Morak: Neue Ära des Carinthischen Sommers mit Intendant Thomas Daniel Schlee

Carinthischer Sommer Sonntag Abend eröffnet

Wien (OTS) - "Heuer startet der Carinthische Sommer mit seinem
neuen Intendanten Thomas Daniel Schlee neu durch. Ich freue mich besonders, dass an der Spitze des Festivals ein Künstler, in diesem Fall ein Komponist steht, der es sich zur Aufgabe gemacht hat, sein Wissen und sein Können der Kunstvermittlung zu widmen.
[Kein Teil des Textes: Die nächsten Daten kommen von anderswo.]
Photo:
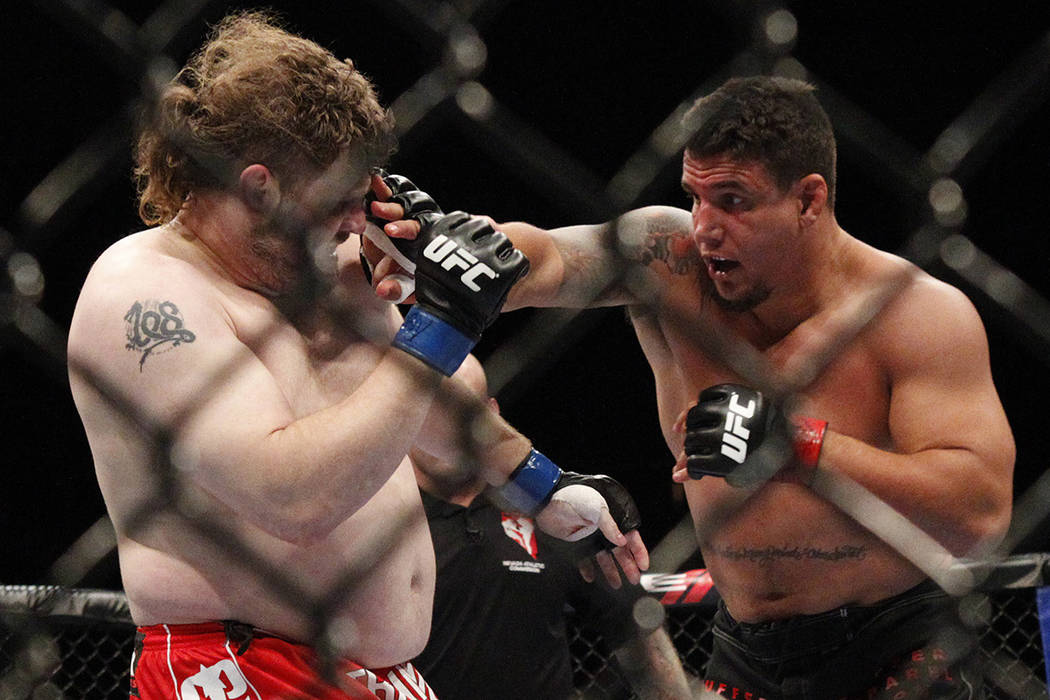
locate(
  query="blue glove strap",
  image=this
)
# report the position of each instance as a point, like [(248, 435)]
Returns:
[(434, 341), (531, 484)]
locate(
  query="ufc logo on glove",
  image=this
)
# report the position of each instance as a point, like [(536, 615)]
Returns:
[(449, 255), (735, 437)]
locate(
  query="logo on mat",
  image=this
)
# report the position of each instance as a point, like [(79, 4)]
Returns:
[(522, 530), (735, 437), (219, 681), (449, 255)]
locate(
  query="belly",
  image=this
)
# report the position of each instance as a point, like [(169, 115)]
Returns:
[(372, 578), (783, 551)]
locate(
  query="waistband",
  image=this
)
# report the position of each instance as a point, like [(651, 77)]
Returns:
[(170, 636), (804, 635)]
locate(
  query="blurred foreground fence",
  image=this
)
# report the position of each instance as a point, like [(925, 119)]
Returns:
[(59, 642)]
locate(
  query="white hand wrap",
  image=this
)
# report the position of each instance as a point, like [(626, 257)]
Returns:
[(572, 513)]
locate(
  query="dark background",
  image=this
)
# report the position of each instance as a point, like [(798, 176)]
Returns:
[(580, 86)]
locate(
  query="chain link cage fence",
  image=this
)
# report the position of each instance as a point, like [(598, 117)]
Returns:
[(76, 643), (954, 174)]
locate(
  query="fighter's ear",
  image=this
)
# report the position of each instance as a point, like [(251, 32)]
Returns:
[(259, 189), (812, 197)]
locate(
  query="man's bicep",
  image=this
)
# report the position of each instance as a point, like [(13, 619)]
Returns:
[(170, 360), (943, 395)]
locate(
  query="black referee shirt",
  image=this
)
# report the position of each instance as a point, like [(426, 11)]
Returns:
[(499, 623)]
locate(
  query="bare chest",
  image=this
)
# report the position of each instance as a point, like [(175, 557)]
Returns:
[(316, 362), (841, 380)]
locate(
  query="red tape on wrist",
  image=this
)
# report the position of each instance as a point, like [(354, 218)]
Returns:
[(809, 440)]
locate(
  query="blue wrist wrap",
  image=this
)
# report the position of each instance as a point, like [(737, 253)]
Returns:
[(433, 340), (530, 485)]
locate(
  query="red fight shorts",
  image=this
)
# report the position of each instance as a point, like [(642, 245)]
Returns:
[(234, 661)]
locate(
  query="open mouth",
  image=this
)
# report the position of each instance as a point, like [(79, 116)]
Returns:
[(720, 266)]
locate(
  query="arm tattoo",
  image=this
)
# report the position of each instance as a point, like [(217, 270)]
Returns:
[(664, 238), (151, 324), (769, 554), (672, 247)]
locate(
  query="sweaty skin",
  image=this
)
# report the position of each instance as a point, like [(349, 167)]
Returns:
[(761, 285)]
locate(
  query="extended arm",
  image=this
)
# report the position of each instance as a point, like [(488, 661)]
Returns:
[(946, 465), (617, 262)]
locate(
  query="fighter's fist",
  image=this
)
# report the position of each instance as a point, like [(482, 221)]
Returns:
[(734, 431), (416, 206), (463, 273)]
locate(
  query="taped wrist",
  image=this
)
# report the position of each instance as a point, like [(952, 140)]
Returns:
[(433, 340), (809, 440), (531, 483)]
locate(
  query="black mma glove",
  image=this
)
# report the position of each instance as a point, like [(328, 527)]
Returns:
[(417, 205), (463, 273), (734, 431), (537, 481)]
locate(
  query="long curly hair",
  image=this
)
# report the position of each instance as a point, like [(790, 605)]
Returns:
[(254, 92)]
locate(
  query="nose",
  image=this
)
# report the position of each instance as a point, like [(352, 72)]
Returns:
[(354, 219), (708, 232)]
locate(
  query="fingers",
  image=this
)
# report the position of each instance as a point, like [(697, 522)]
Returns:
[(608, 527), (387, 276), (679, 423), (633, 555), (587, 570), (608, 567), (680, 473), (397, 227), (382, 191)]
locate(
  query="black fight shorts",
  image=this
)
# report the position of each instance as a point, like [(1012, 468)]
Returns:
[(909, 647)]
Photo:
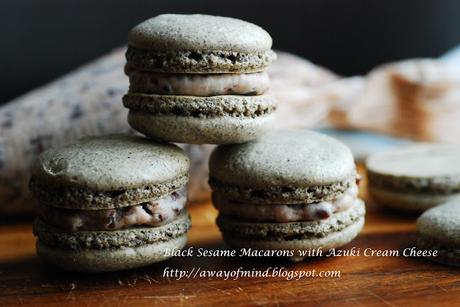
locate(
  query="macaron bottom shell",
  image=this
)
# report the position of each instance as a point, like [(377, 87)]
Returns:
[(107, 251), (108, 260), (195, 130)]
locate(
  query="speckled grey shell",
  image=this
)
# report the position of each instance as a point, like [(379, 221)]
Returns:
[(199, 32), (111, 163), (283, 158), (423, 167), (441, 224)]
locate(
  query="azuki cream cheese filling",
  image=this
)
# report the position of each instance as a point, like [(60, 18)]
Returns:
[(198, 84), (154, 213), (287, 213)]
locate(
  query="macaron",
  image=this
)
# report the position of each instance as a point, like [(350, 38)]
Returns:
[(414, 178), (199, 79), (288, 190), (438, 229), (110, 203)]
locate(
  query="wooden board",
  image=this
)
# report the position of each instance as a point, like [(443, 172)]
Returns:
[(392, 281)]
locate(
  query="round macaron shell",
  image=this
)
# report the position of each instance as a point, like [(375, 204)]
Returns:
[(283, 158), (93, 261), (109, 163), (198, 33), (441, 224), (195, 130)]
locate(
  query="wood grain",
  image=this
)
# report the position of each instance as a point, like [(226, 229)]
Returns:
[(390, 281)]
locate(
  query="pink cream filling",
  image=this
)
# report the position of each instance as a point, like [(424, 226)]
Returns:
[(198, 84), (153, 213), (287, 213)]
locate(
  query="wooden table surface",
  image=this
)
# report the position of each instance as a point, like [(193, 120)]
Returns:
[(391, 281)]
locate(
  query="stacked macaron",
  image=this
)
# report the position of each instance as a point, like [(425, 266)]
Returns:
[(110, 203), (288, 190), (416, 177), (199, 79)]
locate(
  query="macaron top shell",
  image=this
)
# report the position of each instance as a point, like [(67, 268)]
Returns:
[(111, 163), (283, 158), (199, 33), (418, 161), (442, 223)]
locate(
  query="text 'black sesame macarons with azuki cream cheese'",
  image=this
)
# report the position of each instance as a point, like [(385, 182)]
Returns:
[(288, 190), (110, 203), (199, 79)]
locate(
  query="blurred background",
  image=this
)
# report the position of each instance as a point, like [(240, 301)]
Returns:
[(41, 40)]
Das ist tatsächlich eine große Herausforderung aber auch eine Chance", so Kunststaatssekretär Franz Morak, gestern Abend anlässlich der Eröffnung des Carinthischen Sommers im Stift Ossiach.

Thomas Daniel Schlee werde "die Tradition dieses renommierten Kärntner Festivals aufnehmen, charakteristisch erweitern und mit neuen Akzenten versehen". Gleichzeitig werde es darum gehen, in einer Zeit, in der Sommerfestivals Hochkonjunktur haben, die Weichen für die Zukunft zu stellen. Der Carinthische Sommer sei seit 35 Jahren Teil des kulturellen Lebens in Kärnten und könne sein Profil nur über die Inhalte schärfen, betonte Morak.

Schlee mahne ein, was sich Künstlerinnen und Künstler in ihrer Auseinandersetzung mit der Welt und ihrem Umfeld für ihre Kunst wünschen: eine Rezeption ihres Werks um der künstlerischen Wertigkeiten willen, und nicht wegen des social events", betonte Morak. Dabei gelte es, eine Gratwanderung zu absolvieren: Denn Sommerfestspiele stünden auch vor der Aufgabe, den kulturellen Bedürfnissen der Menschen entgegenzukommen und sie im sprichwörtlichen Sinn "abzuholen".

Ossiach hat sich in dem "seltenen Genre der Kirchenopern ganz besondere Verdienste erworben und mit der Spezialisierung auf die Kirchenoper einen wichtigen Impuls für die zeitgenössische Musik gesetzt", so der Staatssekretär in seiner Eröffnungsrede. Daher sei es umso erfreulicher, dass in Zukunft dieser Schwerpunkt verstärkt zum Tragen komme. Darüber hinaus ist gerade für die Kunstförderung des Bundes der Aspekt der Aufführung zeitgenössischer Musik ein wesentlicher Ansatzpunkt. Die heuer wieder erhöhte Subvention für den Carinthischen Sommer verstehe Morak auch als "deutliches Signal und Bekenntnis zur Förderung von Qualität in den Regionen. Kulturpolitik muss darauf reagieren, dass sich in den vergangenen Jahren in den Bundesländern ein enormes kulturelles Potenzial von hoher und höchster Qualität entwickelt hat", unterstrich der Staatssekretär.

Abschließend bedankte sich der Staatssekretär auch bei der langjährigen Intendantin des Carinthischen Sommers Gerda Fröhlich, "die das Erbe von Prof. Wobisch und Pfarrer Jakob Stingl vor 23 Jahren übernommen hat und mit großem Engagement jahrzehntelang kulturelle Highlights in der Kärntner Kulturlandschaft ermöglicht hat", so Morak.